The reclamation of pink and femininity
Gerwig’s Barbie, successful and happy in a world run by fellow Barbies, does not bend herself out of proportion for a man’s approval. All the Barbies are happy and thriving, from doctor Barbies, president Barbies, and prize-winning Barbies. All of these Barbies are decorated—both in terms of their capability and their physical appearance. And these things don’t contend with each other, they just are.
This is what’s causing a ruckus—femininity and success co-existing.
Like its spiritual successors before it (hello, Elle Woods!), Barbie drives this point home: Why not both? And do we need a man?
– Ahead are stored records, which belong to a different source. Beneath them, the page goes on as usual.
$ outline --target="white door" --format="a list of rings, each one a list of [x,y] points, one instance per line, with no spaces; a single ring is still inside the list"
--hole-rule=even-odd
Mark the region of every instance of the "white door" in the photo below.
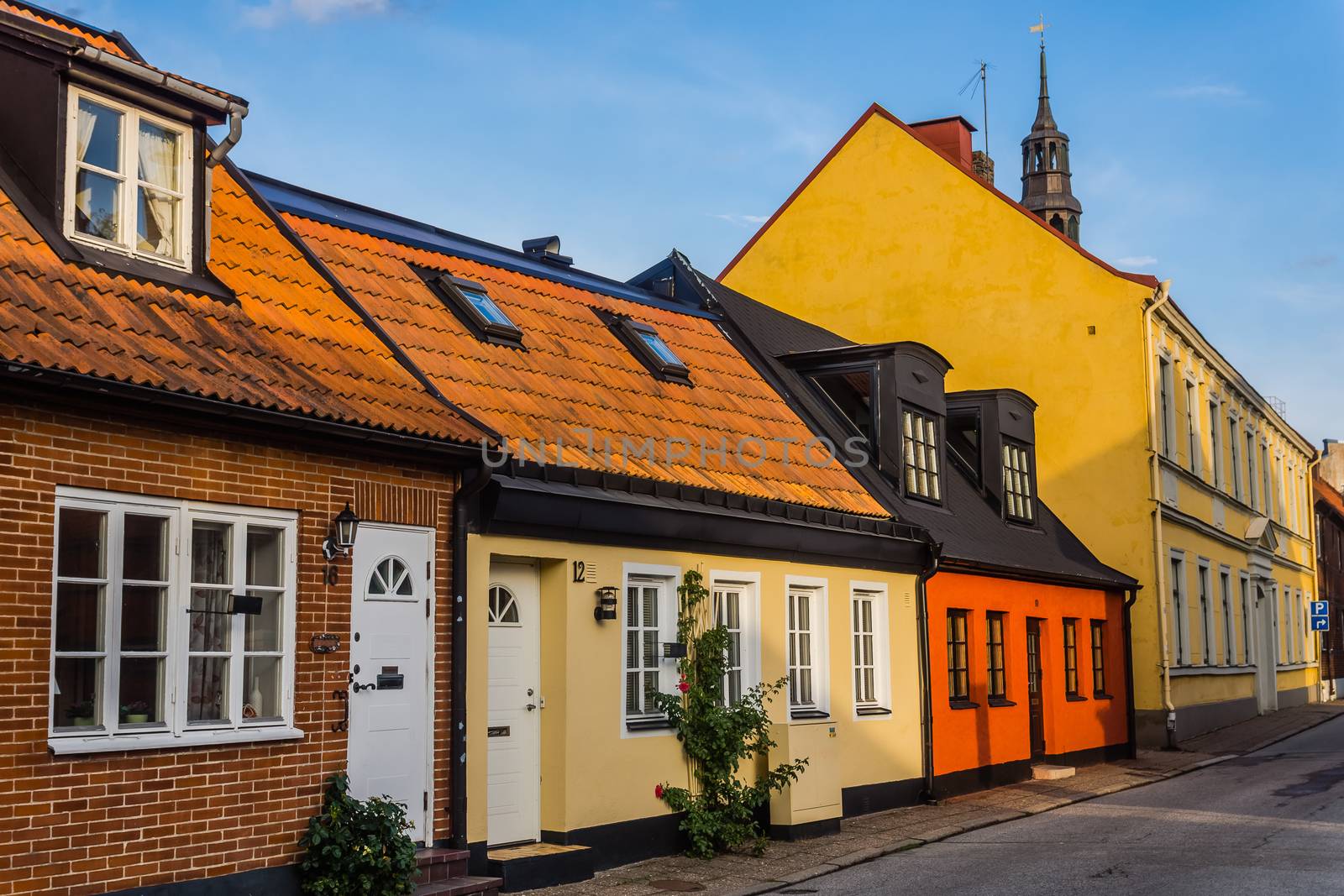
[[[1278,607],[1274,596],[1255,584],[1255,704],[1262,716],[1278,709]]]
[[[429,830],[431,529],[362,523],[351,563],[349,789]]]
[[[489,614],[489,725],[487,733],[487,842],[540,836],[540,674],[535,566],[492,563]]]

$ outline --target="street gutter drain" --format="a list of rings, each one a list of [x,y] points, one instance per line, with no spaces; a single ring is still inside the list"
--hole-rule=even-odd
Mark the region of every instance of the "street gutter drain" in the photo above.
[[[665,889],[673,893],[696,893],[704,889],[704,884],[698,884],[694,880],[650,880],[649,887],[653,887],[655,889]]]

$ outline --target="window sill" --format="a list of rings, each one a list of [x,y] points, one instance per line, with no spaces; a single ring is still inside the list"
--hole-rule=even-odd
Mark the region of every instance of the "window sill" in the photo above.
[[[302,737],[302,731],[288,725],[230,731],[188,731],[180,737],[168,731],[156,731],[145,735],[54,736],[47,739],[47,750],[56,756],[74,756],[95,752],[125,752],[128,750],[187,750],[223,744],[301,740]]]

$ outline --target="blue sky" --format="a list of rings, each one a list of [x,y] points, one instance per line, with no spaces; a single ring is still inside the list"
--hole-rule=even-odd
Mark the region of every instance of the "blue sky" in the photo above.
[[[246,97],[245,167],[622,278],[673,246],[718,271],[872,101],[978,126],[989,60],[1009,195],[1035,114],[1039,3],[48,4]],[[1085,244],[1344,438],[1344,3],[1056,7]]]

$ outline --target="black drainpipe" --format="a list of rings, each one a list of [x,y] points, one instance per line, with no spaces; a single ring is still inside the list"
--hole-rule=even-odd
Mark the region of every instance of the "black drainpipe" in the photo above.
[[[453,496],[453,705],[449,713],[452,725],[453,763],[449,779],[452,797],[450,819],[453,825],[452,844],[456,849],[466,849],[466,521],[468,505],[489,485],[492,469],[487,465],[476,467],[476,476],[468,482],[462,473],[461,485]]]
[[[1128,756],[1134,759],[1138,755],[1138,744],[1134,742],[1134,641],[1129,621],[1129,609],[1138,599],[1138,588],[1125,588],[1125,610],[1121,614],[1121,631],[1125,634],[1125,733],[1129,736],[1126,744]]]
[[[919,638],[919,729],[923,737],[925,786],[919,799],[927,805],[938,802],[933,789],[933,673],[929,669],[929,596],[926,583],[938,572],[941,544],[929,545],[929,564],[915,578],[915,622]]]

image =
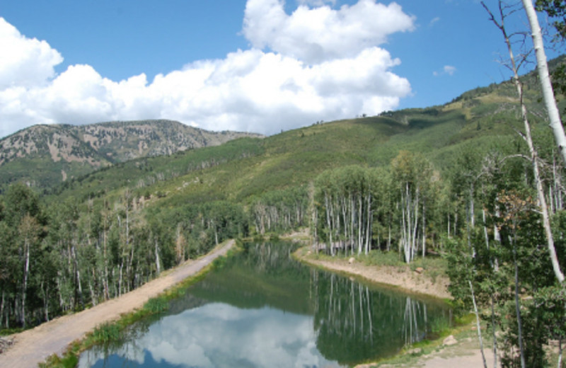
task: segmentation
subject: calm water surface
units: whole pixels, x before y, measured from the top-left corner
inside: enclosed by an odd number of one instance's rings
[[[449,311],[305,266],[291,245],[246,245],[169,311],[97,347],[80,367],[337,367],[395,354],[449,323]]]

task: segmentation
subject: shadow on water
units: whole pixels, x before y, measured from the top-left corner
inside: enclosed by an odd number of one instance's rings
[[[123,340],[79,367],[345,367],[446,326],[442,302],[305,266],[286,243],[247,243]]]

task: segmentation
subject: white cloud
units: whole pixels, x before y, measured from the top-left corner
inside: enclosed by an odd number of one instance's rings
[[[449,75],[453,76],[454,73],[456,73],[456,67],[453,67],[451,65],[444,65],[442,68],[441,71],[434,71],[432,72],[432,75],[434,76],[440,76],[441,75]]]
[[[444,73],[451,76],[456,72],[456,67],[452,67],[451,65],[444,65],[443,70],[444,71]]]
[[[28,87],[45,82],[62,62],[61,54],[45,41],[30,39],[0,18],[0,88]]]
[[[299,2],[287,15],[282,1],[248,0],[243,34],[252,48],[151,81],[144,74],[112,81],[89,65],[57,75],[60,54],[0,18],[0,46],[10,55],[0,59],[0,137],[39,123],[151,118],[270,134],[393,110],[410,93],[408,81],[392,71],[400,61],[379,47],[412,29],[400,6]]]
[[[290,16],[283,0],[248,0],[243,33],[252,45],[309,64],[352,57],[384,43],[390,34],[414,29],[414,18],[396,3],[359,0],[339,10],[301,5]]]

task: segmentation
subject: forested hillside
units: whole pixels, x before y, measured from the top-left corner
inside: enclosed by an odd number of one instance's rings
[[[564,165],[534,76],[523,82],[564,265]],[[442,106],[136,159],[41,195],[12,185],[0,207],[0,323],[28,326],[120,295],[229,238],[308,227],[332,255],[444,255],[455,306],[492,311],[509,361],[519,330],[505,316],[519,318],[520,297],[521,340],[538,366],[566,314],[519,117],[506,82]]]
[[[34,125],[0,139],[0,192],[24,181],[43,190],[112,163],[260,137],[209,132],[171,120]]]

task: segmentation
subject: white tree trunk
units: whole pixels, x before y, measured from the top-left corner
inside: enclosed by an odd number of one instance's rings
[[[531,8],[533,7],[533,3],[531,0],[523,0],[523,4],[525,6],[525,9],[526,10],[529,7],[528,5],[530,4]],[[523,100],[523,88],[521,85],[521,81],[519,79],[519,72],[517,71],[516,64],[515,63],[515,58],[513,55],[513,49],[511,45],[511,41],[507,35],[507,33],[505,30],[505,26],[504,24],[504,15],[503,14],[503,11],[502,10],[501,7],[501,1],[499,1],[499,13],[501,13],[501,23],[497,22],[495,20],[495,18],[493,16],[493,14],[489,10],[489,8],[485,6],[485,4],[482,2],[482,5],[483,7],[487,11],[491,16],[491,21],[497,26],[498,28],[502,31],[503,34],[503,37],[505,39],[505,43],[507,46],[507,50],[509,51],[509,59],[512,64],[512,69],[513,71],[513,81],[515,84],[515,87],[517,90],[517,94],[519,95],[519,98],[521,103],[521,114],[523,118],[523,123],[525,127],[525,134],[524,138],[529,146],[529,150],[531,154],[531,160],[533,163],[533,173],[535,176],[535,181],[536,183],[536,192],[538,199],[538,205],[541,207],[541,212],[543,214],[543,226],[544,228],[545,234],[546,235],[546,243],[547,247],[548,248],[548,253],[550,255],[550,262],[553,265],[553,270],[554,270],[554,275],[556,277],[556,279],[558,280],[560,283],[562,283],[564,282],[564,274],[560,270],[560,265],[558,263],[558,258],[556,255],[556,250],[554,246],[554,238],[553,236],[552,229],[550,228],[550,216],[548,214],[548,207],[546,205],[546,199],[545,198],[543,184],[541,180],[541,176],[538,172],[538,154],[534,148],[533,144],[533,139],[531,136],[531,126],[529,123],[529,120],[527,118],[527,110],[526,106],[525,106],[525,103]],[[534,12],[534,8],[533,8],[533,11]],[[529,11],[527,11],[527,15],[529,15]],[[534,17],[536,18],[536,13],[534,13]],[[529,17],[530,18],[530,17]],[[532,23],[531,23],[532,25]],[[538,25],[538,20],[536,19],[536,25]],[[541,28],[540,26],[538,28],[538,35],[540,36],[540,31]],[[533,32],[534,33],[534,32]],[[534,39],[534,35],[533,35]],[[539,41],[539,47],[542,45],[542,39]],[[544,50],[543,50],[544,52]],[[538,51],[537,51],[538,53]],[[538,62],[538,60],[537,60]],[[545,65],[546,64],[545,57]],[[539,66],[540,68],[540,66]],[[548,69],[546,69],[546,74],[548,77]],[[541,82],[542,83],[542,82]],[[549,81],[550,84],[550,81]],[[543,89],[544,90],[544,86],[543,86]],[[552,86],[550,85],[550,91],[552,91]],[[553,95],[553,100],[554,100],[554,97]],[[549,112],[550,113],[550,112]],[[560,122],[560,117],[558,117],[559,121],[558,123],[560,125],[560,128],[562,128],[562,124]],[[564,131],[562,130],[562,135],[564,136]],[[556,136],[555,135],[555,137]],[[565,140],[566,142],[566,140]],[[564,150],[562,149],[563,146],[560,146],[561,152],[563,152]],[[565,161],[566,162],[566,161]]]
[[[522,1],[523,7],[525,8],[526,16],[529,18],[529,23],[531,25],[533,45],[536,54],[536,69],[538,71],[538,80],[541,81],[544,103],[548,112],[548,118],[550,120],[550,129],[553,130],[556,145],[558,146],[565,163],[566,163],[566,135],[564,134],[564,127],[562,127],[562,120],[560,120],[560,114],[556,105],[553,85],[550,83],[541,25],[538,24],[538,18],[536,16],[532,0]]]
Femininity co-existing and even elevating success is making waves and pushing all kinds of women—from doctors and teachers to writers and prize winners, and even to everyday women—to embellish themselves in their brightest pinks and wear their victories proudly on their sleeves simultaneously.
We’ve seen this as thousands of girls everywhere have rushed to theaters to celebrate, to pose in cinemas’ Barbie boxes, and to live in the pink tinge and irresistible sparkle of femininity.
Barbie as the bastion of girlhood
Barbie became a way for us to root ourselves in feminine power without the need for male validation.
All the Barbies were strong, sure of themselves, and driven—be it toward their career or their friendships. They didn’t feel the need to prove themselves or to exist in spite of others as some kind of negation. The Barbies thrived.
This is why I believe Barbie’s color is pink. And not just any pink—absolutely bold, eye-catching, attention-grabbing hot pink. Unabashedly feminine, unashamed not to be ignored, not pastel, not baby—hot pink, a fuchsia you just can’t look past is synonymous with a woman who is everything.
This film, in all its pink hues and plastic fantasy, has reiterated that you can be beautiful, smart, successful, strong, and driven all at the same time. That there is no sacrifice of one to get another needed. That you can and should have always been taken seriously if you walked into your 9 a.m. meeting in hot pink heels.
I’m not hiding those pinks anymore—I’m wearing them full-on for the world to see.